The Louisiana State Penetentiary at Angola is the largest and most notorious prison in the US.  It was the setting for Dead Man Walking and has been featured in several other films and novels.  Since there is a museum there right outside the gate, it was worth a visit.  Angola began as a plantation and existed in the state's correctional system exactly as that well into the twentieth century.  Inmates - almost all black and almost all serving life sentences - were loaned out to neighboring plantations when they weren't busy working the sugar and cotton fields within the prison's 18,000 acres.  Today, there remains a not-entirely-metaphoric (or hyperbolic) argument that Angola is still a real-life functioning plantation on the Mississippi.  In the mid-twentieth century the state and national press began uncovering salacious horror stories of "life" inside this prison.  It was representative of the corrections approach in several deep-south states, where a system of "trustee" rule had taken hold where the staff selected inmates to administer work and discipline in the prison population.  Naturally, a great many of these "Trusty" bosses were violent offenders.  And thus a horrendous economy of torture and rape took hold and ruled the prison for decades and made national headlines.  Eventually a Supreme Court decision in 1971 forced an end to the state laws laying out the Trusty system in LA, MS, TX, and AR but the shadows of it continue on to this day.  In the early 1970's three inmates who had been active in the Black Panther movement within the prison attempting to combat the Trusty System were accused of killing a guard and placed in solitary confinement.  Two of the three remained in Solitary for 36 years until a visit two years ago from Detroit congressman John Conyers caused the state to move them out into the general population, while the third was paroled from solitary in 2001.  The Angola 3 are among the most well-known causes in prison reform activist circles today, along with Mumia Abul-Jamal.  There is heated rhetoric on both sides of these issues but at a place like Angola it is hard to imagine how these men stand rightly accused.
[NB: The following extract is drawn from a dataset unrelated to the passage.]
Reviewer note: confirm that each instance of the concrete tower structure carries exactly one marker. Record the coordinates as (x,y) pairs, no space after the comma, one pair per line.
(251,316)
The prison today touts it's reforms in the last twenty years.  The museum is fairly open about the repuatation of the prison.  The warden, Burl Cain, is something of a celebrity - his name is all over everything and there are big photos of him in rescue gear helping out in Katrina.  They advertise their prison rodeo quite heavily and warden Cain is in a bunch of videos talking about a very spiritual approach to corrections.  That and work on the plantation - his theory is that if you work the convicts hard all day they'll be too tired to fight.

Prison is in every way one of my darkest fears.  I wonder where the line is that "normal" people fall across to end up there.  How many bad decisions or how much bad luck separate me from that existence?  Or is my skin color and income enough to protect me forever?  I don't know, there's probably some Freudian issues at work here, but it is an imposing thought.  It's important now and then to know that this world exists in America.